Your program needs at least 2 changes to get it working for small square matrices:

  1. The index calculations in the kernel for A, B, and C should all be the same:

    C.matriz[C.lin*idy + idx] = A.matriz[A.lin*idx + idy] + B.matriz[B.lin*idx + idy];
    

    like this:

    C.matriz[C.lin*idy + idx] = A.matriz[A.lin*idy + idx] + B.matriz[B.lin*idy + idx];
    
  2. Your x/y index creation in the kernel is not correct:

    int idx = threadIdx.x + blockDim.x*gridDim.x;
    int idy = threadIdx.y + blockDim.y*gridDim.y;
    

    they should be:

    int idx = threadIdx.x + blockDim.x*blockIdx.x;
    int idy = threadIdx.y + blockDim.y*blockIdx.y;
    

With the above changes, I was able to get rational looking output.

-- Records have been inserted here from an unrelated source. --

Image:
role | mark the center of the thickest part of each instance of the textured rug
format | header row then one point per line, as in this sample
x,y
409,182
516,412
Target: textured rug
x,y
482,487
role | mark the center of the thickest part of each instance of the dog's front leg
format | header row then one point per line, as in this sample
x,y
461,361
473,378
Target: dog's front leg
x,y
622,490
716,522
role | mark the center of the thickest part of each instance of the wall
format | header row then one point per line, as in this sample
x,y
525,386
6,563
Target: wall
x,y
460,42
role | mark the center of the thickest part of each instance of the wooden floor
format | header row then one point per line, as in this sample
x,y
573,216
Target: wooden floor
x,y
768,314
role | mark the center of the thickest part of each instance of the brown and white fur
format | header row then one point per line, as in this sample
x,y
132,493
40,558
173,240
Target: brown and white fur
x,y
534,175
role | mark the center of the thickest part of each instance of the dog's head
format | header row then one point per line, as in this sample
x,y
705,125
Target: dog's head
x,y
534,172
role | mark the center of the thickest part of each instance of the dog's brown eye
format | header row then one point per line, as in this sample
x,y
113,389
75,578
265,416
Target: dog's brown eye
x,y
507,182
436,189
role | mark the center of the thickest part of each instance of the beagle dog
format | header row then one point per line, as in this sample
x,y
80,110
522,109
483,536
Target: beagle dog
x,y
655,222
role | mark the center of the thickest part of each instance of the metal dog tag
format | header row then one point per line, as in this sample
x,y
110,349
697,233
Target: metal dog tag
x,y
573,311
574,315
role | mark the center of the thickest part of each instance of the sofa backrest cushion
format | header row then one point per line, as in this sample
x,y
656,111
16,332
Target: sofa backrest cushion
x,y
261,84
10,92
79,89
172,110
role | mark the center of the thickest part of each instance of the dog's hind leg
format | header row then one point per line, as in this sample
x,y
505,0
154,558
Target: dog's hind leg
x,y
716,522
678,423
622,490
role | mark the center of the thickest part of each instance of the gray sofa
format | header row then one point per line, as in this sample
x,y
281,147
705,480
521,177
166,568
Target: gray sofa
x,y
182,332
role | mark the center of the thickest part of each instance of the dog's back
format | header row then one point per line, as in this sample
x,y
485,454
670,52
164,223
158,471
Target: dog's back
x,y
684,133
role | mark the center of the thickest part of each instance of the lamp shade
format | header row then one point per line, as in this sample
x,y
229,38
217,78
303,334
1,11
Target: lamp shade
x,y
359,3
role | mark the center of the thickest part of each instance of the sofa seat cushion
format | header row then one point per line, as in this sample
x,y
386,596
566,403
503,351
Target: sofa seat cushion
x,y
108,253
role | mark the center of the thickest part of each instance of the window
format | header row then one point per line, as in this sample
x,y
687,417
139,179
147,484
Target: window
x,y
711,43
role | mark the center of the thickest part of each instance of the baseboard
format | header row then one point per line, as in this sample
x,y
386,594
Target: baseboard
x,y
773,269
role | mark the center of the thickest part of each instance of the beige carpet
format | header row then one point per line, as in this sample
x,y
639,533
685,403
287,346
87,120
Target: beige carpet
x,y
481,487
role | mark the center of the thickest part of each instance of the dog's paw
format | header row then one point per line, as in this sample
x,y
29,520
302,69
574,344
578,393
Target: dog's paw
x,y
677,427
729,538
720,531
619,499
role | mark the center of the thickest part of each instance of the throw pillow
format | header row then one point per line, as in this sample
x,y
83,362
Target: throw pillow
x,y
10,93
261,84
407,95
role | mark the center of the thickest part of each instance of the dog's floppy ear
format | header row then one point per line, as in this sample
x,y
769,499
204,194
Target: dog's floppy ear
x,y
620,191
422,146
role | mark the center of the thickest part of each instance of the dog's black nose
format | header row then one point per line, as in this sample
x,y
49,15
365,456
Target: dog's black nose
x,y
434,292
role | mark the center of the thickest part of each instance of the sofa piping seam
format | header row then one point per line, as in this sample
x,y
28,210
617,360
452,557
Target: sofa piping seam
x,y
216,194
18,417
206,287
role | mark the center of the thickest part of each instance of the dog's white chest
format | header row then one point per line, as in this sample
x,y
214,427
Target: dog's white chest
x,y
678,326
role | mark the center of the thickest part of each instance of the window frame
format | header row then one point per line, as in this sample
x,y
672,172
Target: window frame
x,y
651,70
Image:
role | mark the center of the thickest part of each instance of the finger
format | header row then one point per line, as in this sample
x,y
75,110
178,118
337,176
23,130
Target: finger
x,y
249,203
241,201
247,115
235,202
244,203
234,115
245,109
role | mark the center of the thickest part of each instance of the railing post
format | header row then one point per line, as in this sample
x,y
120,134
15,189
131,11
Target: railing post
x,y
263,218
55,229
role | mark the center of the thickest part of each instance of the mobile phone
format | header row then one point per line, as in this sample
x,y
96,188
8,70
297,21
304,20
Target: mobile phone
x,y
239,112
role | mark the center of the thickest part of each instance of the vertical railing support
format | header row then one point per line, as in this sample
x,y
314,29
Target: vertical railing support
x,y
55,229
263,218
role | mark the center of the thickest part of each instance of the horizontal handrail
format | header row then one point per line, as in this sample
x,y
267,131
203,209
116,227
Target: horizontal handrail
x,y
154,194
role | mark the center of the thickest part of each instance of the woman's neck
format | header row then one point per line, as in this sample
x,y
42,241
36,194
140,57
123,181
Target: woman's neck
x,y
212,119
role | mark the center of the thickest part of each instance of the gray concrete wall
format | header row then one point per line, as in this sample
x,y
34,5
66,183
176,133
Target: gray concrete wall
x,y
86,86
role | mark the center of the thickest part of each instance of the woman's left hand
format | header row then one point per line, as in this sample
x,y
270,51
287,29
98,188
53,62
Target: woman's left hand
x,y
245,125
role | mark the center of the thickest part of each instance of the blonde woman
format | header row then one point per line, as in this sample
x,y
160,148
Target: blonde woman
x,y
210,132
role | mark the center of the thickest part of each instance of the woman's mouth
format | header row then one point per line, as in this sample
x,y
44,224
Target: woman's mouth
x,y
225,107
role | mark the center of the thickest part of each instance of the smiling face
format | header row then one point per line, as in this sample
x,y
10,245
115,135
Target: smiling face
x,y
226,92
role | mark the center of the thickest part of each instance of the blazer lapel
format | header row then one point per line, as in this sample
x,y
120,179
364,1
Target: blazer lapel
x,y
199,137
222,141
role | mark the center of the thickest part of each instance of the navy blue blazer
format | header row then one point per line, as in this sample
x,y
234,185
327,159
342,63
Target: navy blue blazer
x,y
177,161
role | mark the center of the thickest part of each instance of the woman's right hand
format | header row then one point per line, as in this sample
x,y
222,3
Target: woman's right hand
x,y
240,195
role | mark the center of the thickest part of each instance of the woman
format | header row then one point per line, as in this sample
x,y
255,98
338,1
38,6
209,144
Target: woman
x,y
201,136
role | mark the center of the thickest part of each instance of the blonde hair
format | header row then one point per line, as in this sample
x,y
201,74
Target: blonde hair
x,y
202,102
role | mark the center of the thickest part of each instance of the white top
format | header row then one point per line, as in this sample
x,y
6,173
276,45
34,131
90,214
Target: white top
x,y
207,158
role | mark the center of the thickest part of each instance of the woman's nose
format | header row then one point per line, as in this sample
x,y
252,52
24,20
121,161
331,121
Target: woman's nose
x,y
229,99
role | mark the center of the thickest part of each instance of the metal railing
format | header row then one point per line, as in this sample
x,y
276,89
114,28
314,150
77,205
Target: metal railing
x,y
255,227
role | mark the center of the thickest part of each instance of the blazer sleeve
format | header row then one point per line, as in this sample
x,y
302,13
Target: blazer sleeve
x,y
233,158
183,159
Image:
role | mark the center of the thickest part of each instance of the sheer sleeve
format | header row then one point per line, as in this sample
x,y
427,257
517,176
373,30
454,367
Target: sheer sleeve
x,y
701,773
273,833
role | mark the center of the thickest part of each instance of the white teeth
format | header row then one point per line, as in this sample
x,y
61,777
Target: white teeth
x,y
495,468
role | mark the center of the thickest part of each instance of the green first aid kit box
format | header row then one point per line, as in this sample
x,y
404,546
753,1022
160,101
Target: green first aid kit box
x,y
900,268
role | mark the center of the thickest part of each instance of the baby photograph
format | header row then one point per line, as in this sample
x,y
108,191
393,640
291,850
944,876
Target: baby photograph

Your setup code also doesn't appear to be handling larger matrices correctly:

int BLOCK_SIZE = A.lin;
...
dim3 dimBlock(BLOCK_SIZE, BLOCK_SIZE);
dim3 dimGrid(dA.lin/dimBlock.x, dA.col/dimBlock.y);

You probably want something like:

int BLOCK_SIZE = 16;
...
dim3 dimBlock(BLOCK_SIZE, BLOCK_SIZE);
dim3 dimGrid((dA.lin + dimBlock.x - 1)/dimBlock.x, (dA.col + dimBlock.y -1)/dimBlock.y);

With those changes, you should add a valid thread check to your kernel, something like this:

__global__ void addMatrix(const Matriz A, const Matriz B, Matriz C)
{
    int idx = threadIdx.x + blockDim.x*blockIdx.x;
    int idy = threadIdx.y + blockDim.y*blockIdx.y;

    if ((idx < A.col) && (idy < A.lin))
      C.matriz[C.lin*idy + idx] = A.matriz[A.lin*idx + idy] + B.matriz[B.lin*idx + idy];
}

I also haven't validated that you are comparing all dimensions correctly against appropriate row or lin limits. That is something else to verify for non-square matrices.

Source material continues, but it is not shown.